Thursday, 30 April 2015

Void 1.0, Generic Force Construction.

Tiger APC
Here we go ladies and gentlemen, my first actual post for the blog, and I thought I'd go back to the beginning. Are we sitting comfortably? Then I'll begin.

Back when Void first came out, I-Kore, the company behind it hit upon what I thought was an ingenious idea. The game would include 4 human factions to begin with (Koralon were also released at the beginning, but from the start they stood apart with none of the access to the basic troop types I'm talking about here). They would release various kinds of standard miniatures that were accessible to all players, no matter their faction of choice, and there would be specialist miniatures only accessible by certain factions, thereby allowing them to still have a unique identity.

The forces available to everyone were the Marines, Legionnaires, and Androsynths. The vehicles that were part of the initial release, the Korvus and Tiger APC were also generic in their availability. I thought this was a great idea, as I could buy the basic minis of these types, plus a character or two for whatever tickled my fancy, and be able to field any of the 4 armies at low cost.

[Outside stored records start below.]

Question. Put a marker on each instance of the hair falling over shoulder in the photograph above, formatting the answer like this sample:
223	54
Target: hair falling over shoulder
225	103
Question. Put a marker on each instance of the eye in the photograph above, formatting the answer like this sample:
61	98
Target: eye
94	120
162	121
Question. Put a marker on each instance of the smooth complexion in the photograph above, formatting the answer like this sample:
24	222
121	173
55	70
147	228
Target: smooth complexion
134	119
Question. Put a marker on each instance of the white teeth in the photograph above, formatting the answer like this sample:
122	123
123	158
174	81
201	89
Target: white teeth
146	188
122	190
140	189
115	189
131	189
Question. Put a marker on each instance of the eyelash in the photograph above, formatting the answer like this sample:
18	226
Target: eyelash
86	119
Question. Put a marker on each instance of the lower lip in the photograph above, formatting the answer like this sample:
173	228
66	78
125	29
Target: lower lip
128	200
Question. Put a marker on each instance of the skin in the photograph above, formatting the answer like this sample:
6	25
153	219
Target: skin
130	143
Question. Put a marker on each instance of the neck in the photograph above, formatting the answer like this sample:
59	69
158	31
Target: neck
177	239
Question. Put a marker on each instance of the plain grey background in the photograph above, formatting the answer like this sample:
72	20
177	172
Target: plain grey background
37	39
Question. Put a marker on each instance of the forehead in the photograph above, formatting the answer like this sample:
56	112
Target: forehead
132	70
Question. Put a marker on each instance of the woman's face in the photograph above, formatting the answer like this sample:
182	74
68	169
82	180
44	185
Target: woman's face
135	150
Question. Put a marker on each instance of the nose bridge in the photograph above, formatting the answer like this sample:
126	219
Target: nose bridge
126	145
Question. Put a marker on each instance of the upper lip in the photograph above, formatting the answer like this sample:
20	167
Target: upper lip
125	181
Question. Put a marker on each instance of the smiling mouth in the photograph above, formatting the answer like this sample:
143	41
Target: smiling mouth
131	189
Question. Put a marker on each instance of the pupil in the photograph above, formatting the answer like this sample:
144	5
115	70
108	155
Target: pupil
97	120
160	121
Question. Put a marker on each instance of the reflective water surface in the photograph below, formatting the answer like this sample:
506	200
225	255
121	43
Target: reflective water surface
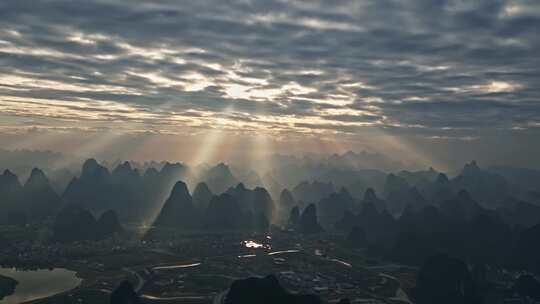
38	284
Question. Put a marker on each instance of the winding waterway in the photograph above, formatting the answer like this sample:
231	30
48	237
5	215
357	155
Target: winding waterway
38	284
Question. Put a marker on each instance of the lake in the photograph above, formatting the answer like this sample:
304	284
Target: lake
38	284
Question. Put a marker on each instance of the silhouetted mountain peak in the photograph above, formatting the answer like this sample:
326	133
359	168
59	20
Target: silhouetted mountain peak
8	178
471	168
90	165
202	195
123	167
463	195
37	177
442	179
370	195
180	192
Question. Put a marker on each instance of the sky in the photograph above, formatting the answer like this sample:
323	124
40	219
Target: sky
431	82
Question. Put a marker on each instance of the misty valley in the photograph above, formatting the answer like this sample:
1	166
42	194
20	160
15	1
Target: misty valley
333	229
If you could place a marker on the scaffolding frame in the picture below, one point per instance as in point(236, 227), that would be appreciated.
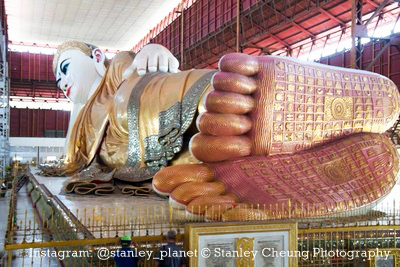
point(4, 103)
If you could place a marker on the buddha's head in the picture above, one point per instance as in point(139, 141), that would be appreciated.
point(77, 66)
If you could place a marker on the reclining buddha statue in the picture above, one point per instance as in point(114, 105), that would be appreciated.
point(262, 130)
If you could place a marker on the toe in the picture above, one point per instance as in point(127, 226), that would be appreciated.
point(166, 180)
point(232, 103)
point(223, 124)
point(209, 148)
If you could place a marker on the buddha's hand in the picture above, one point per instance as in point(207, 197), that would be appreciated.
point(153, 58)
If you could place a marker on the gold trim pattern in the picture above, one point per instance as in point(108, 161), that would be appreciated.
point(338, 108)
point(245, 244)
point(393, 252)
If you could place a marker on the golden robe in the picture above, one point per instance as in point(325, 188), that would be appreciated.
point(138, 125)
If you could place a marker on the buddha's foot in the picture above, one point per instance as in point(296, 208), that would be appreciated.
point(277, 105)
point(342, 175)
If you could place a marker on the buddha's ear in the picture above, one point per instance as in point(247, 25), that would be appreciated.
point(98, 59)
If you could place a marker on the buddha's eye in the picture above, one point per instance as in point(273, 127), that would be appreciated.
point(64, 68)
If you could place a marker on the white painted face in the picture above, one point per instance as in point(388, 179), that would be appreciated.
point(76, 73)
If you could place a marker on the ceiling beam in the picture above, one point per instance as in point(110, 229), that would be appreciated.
point(376, 5)
point(331, 16)
point(264, 30)
point(292, 21)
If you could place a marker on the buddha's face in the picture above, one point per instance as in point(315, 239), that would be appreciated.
point(75, 75)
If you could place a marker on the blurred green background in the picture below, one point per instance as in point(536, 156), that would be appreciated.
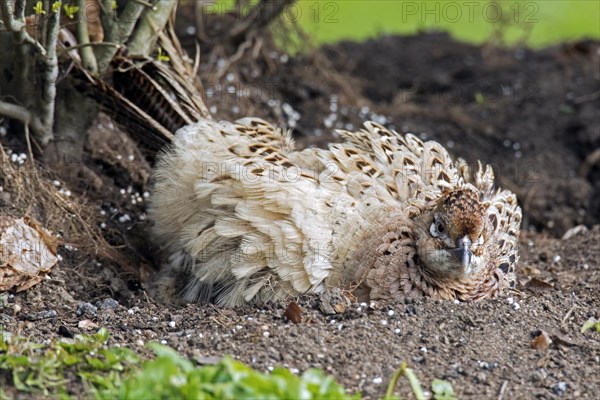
point(534, 23)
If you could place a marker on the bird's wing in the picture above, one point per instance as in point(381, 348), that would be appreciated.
point(505, 216)
point(230, 197)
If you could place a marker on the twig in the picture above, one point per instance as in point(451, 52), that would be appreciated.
point(108, 17)
point(586, 166)
point(128, 19)
point(144, 3)
point(46, 103)
point(502, 390)
point(153, 21)
point(17, 26)
point(91, 44)
point(88, 58)
point(21, 114)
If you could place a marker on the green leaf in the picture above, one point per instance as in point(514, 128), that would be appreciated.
point(590, 323)
point(442, 390)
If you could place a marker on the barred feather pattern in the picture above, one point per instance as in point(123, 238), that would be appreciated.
point(241, 216)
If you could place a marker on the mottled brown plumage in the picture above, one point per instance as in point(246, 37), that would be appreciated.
point(243, 217)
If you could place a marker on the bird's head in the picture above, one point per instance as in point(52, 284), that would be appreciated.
point(451, 235)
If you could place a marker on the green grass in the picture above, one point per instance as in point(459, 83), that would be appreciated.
point(87, 367)
point(536, 23)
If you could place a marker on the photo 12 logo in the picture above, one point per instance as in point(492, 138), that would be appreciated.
point(469, 11)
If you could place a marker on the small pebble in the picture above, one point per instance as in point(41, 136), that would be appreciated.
point(107, 304)
point(560, 388)
point(86, 309)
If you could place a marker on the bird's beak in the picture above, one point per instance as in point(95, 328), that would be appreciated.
point(463, 253)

It also benefited the company, as players from all factions would be buying the same minis, helping them keep costs down in terms of sculpting, and helping them recoup funds to invest in new sculpts.

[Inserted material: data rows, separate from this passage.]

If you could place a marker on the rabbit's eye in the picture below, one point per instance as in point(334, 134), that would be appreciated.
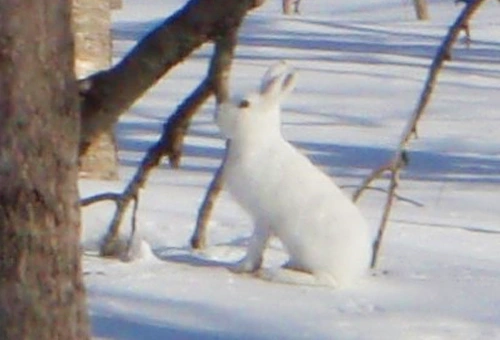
point(244, 104)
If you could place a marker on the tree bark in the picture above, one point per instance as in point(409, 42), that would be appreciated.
point(106, 95)
point(92, 30)
point(421, 9)
point(42, 294)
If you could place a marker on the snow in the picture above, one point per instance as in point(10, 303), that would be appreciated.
point(361, 67)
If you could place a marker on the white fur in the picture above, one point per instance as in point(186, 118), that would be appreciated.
point(286, 195)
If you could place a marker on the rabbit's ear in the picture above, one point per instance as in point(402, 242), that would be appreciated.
point(278, 81)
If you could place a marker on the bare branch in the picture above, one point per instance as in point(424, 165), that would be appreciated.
point(220, 75)
point(399, 160)
point(170, 142)
point(106, 95)
point(199, 237)
point(107, 196)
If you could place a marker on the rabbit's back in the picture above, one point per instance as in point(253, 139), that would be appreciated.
point(319, 226)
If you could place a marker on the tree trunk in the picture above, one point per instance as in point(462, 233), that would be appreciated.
point(42, 294)
point(106, 95)
point(421, 9)
point(92, 30)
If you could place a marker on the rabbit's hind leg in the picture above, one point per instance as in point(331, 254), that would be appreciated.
point(255, 252)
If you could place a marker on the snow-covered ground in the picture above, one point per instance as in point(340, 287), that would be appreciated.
point(361, 68)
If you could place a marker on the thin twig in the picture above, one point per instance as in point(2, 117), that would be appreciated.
point(225, 51)
point(199, 237)
point(107, 196)
point(399, 160)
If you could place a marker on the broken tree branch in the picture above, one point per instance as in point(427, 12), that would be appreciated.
point(399, 160)
point(221, 87)
point(107, 94)
point(170, 141)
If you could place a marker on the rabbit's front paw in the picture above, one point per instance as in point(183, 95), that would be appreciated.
point(245, 266)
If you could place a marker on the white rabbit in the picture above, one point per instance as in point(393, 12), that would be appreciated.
point(323, 232)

There was the further advantage that all factions had access to the same technology. Something that always bugged me about some games was the fact that there could be a large gap in the tech level of various factions. This may make some sense in a fantasy setting, and it is an easy way to have a difference in play style between factions, but I always thought that in a futuristic setting, where the free market was a factor, why couldn't my army buy those super laser cannons to replace the shotguns that keep me in theme?

Homeworld Starter Army.
Buy now, choose your faction later.
This was not the case with Void 1.0. Here, no matter what army I was playing, I could field battle-bots. Or I could have my VASA police force put their convict volunteers onto the front line too, and of course, everyone had access to marines, the standard trooper-type. This still makes some sense to me, even though I understand all the in game and out of game reasons why it is rare in wargames.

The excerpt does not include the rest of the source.